Quantcast

Queens judges to help other boroughs

DAILY NEWS STAFF WRITER

Friday, December 28th 2007, 4:00 AM

Courtesy of www.nydailynews.com

Two of the three new judges elected to the Queens Supreme Court are being temporarily assigned to serve outside the borough because of a shortage of judges elsewhere, court officials said.

Justices Kenneth Holder, Steven Paynter and Dennis Butler were elected on the Democratic ticket to become Queens Supreme Court Judges on Nov. 6, and are slated to begin their new assignments Wednesday.

But instead of serving in Queens Supreme Court, Paynter has been assigned to the criminal term of the Bronx Supreme Court, while Holder will be working in the criminal term of the Brooklyn Supreme Court, said Office of Court Administration spokeswoman Kali Holloway.

Butler will serve at the civil term of the Queens Supreme Courthouse in Long Island City, she said.
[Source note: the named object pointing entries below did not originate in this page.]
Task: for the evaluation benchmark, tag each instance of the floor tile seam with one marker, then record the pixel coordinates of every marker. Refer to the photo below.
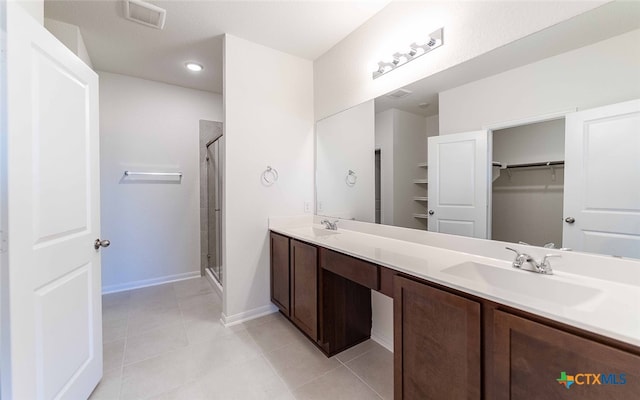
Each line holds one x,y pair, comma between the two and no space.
161,326
363,381
153,356
124,352
356,357
275,371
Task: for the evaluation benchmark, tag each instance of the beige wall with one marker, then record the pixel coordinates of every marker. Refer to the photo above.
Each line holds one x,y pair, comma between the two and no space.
342,76
602,73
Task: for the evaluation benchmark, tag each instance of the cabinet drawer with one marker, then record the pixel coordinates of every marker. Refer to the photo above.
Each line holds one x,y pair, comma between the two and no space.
358,271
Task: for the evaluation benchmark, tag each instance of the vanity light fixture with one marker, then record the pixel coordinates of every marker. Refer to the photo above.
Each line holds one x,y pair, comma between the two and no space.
193,66
415,51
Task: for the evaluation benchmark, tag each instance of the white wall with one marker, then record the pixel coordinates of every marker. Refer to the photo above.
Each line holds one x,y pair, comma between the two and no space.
34,7
384,142
268,99
603,73
342,76
153,226
345,141
70,36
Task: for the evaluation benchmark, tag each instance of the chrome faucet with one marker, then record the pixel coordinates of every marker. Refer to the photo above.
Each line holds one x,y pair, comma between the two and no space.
332,226
542,267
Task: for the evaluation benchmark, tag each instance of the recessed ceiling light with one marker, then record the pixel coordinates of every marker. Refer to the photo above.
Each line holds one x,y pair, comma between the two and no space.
195,67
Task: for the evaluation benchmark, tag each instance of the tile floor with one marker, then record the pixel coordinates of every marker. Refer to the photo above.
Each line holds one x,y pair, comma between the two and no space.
167,342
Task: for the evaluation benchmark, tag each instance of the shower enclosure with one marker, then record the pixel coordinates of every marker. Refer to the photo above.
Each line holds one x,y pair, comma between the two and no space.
211,196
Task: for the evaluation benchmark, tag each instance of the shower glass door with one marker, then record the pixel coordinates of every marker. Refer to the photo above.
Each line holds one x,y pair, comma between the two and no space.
214,185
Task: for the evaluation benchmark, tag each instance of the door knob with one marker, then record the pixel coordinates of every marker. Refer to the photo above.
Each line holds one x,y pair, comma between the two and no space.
101,243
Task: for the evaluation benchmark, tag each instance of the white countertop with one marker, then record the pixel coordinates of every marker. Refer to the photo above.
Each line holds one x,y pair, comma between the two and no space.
611,308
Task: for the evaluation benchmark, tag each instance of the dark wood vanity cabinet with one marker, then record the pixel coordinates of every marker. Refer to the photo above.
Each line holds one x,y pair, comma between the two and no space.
437,351
447,344
345,296
280,287
332,310
529,358
304,287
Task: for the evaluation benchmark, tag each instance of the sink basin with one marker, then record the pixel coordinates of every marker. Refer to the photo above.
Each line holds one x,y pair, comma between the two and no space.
315,232
530,284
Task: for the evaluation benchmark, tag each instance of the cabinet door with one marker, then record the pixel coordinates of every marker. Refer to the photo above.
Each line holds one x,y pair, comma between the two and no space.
436,342
532,361
280,272
304,287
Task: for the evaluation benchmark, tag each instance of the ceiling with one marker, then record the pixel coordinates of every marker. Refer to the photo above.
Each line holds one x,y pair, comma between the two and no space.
193,32
601,23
It was unclear how long the two temporary assignments would last.

Holder, a former Queens prosecutor who was elected to a Civil Court judge post two years ago, was the last of the three to be sworn in when he held his installation ceremony at the Queens Supreme Court in Kew Gardens last week.

Holder has been a Kings County Criminal Court judge for the past year, and his departure was bemoaned as a “tremendous loss” by the court’s supervising judge, William Miller, at Holder’s installation ceremony in Queens Supreme Court.
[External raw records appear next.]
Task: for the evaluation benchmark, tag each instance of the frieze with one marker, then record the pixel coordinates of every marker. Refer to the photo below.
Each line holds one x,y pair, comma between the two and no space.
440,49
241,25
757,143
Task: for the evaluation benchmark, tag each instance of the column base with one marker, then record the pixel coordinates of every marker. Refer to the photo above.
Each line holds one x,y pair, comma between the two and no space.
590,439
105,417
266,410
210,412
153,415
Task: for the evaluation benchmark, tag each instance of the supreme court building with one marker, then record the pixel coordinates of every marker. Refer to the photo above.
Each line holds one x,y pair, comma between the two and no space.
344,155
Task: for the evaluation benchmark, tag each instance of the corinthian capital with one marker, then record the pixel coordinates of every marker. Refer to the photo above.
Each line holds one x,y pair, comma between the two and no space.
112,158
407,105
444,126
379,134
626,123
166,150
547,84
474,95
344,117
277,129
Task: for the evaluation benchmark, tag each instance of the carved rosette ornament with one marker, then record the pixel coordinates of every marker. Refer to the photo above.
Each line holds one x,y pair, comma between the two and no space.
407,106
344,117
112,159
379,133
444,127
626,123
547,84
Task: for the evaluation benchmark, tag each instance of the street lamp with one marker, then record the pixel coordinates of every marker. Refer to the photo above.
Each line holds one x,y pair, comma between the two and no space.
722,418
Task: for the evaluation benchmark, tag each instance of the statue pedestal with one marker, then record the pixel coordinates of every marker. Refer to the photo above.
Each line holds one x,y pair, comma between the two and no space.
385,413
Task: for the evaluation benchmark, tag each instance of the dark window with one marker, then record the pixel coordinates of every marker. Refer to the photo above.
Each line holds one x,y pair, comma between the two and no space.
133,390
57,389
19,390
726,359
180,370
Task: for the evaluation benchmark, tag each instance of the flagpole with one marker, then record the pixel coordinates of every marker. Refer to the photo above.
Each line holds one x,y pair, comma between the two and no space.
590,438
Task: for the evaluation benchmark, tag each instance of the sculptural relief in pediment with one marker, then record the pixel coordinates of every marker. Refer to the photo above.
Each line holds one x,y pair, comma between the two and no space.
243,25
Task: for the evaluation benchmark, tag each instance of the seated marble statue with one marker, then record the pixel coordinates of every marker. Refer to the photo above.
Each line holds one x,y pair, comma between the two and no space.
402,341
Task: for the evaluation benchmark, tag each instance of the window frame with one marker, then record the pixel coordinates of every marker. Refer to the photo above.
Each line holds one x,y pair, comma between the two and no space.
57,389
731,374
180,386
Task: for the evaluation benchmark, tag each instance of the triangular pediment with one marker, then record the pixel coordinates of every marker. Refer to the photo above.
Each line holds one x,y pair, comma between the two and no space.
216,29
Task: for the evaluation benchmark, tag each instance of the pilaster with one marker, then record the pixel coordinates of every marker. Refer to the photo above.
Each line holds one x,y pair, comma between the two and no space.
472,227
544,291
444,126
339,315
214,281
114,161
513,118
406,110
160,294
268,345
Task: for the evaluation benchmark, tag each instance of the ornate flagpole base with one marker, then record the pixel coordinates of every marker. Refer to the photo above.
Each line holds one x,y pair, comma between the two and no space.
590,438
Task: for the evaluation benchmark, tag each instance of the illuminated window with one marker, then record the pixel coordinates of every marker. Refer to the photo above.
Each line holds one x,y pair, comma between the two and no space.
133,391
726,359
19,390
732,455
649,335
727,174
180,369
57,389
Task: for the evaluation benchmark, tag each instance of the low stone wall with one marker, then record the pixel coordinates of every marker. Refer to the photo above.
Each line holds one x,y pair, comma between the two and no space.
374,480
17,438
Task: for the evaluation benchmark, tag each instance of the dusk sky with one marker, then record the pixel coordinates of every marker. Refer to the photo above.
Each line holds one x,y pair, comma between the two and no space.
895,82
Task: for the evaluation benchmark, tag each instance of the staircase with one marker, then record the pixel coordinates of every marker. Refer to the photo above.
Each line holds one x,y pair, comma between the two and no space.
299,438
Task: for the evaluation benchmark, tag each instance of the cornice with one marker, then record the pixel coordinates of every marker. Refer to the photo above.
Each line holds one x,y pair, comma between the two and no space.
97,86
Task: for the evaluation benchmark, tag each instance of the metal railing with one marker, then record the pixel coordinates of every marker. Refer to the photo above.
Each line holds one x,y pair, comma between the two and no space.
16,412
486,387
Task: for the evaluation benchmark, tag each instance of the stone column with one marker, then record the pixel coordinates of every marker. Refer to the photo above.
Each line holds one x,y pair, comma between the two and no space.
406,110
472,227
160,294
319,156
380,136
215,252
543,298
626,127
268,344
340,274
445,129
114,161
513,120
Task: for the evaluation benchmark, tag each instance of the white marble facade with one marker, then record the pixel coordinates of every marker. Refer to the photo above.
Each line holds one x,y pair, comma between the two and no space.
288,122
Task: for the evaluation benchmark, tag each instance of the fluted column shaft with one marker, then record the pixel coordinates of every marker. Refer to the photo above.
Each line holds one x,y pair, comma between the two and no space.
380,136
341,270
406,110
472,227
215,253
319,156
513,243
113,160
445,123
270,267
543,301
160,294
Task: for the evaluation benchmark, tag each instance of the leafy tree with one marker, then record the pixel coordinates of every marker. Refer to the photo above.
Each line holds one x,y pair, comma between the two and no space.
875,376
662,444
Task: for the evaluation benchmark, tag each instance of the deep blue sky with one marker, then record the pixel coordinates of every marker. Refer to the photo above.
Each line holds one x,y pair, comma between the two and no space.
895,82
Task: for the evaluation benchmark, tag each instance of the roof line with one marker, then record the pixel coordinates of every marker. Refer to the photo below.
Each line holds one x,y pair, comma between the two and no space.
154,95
Holder was a Queens prosecutor for 15 years, and helped develop Queens Criminal Court’s contemporary drug court system that stresses treatment over incarceration. His efforts were praised by Queens District Attorney Richard Brown and Seymour James, attorney in charge of the Legal Aid Society, who helped Holder develop the program.

Paynter has spent the past two years as a Queens Criminal Court judge in the Kew Gardens courthouse. His resume shows that prior to that, he spent 11 years as a Civil Court judge in Queens and a year as a Civil Court judge in Manhattan.

“He is a talented, capable and dedicated judge who brings with him to the Supreme Court trial bench a wealth of experience and a strong commitment to doing justice,” Brown said in a statement.

Butler was most recently a judge at the small claims court of the Queens County Civil Court in Jamaica, a post he was elected to in 2002.

Butler also serves as an adjunct law professor at Fordham University, and worked as a law clerk for Queens Supreme Court judges and Surrogate judges from 1990 to 2001, his resume shows.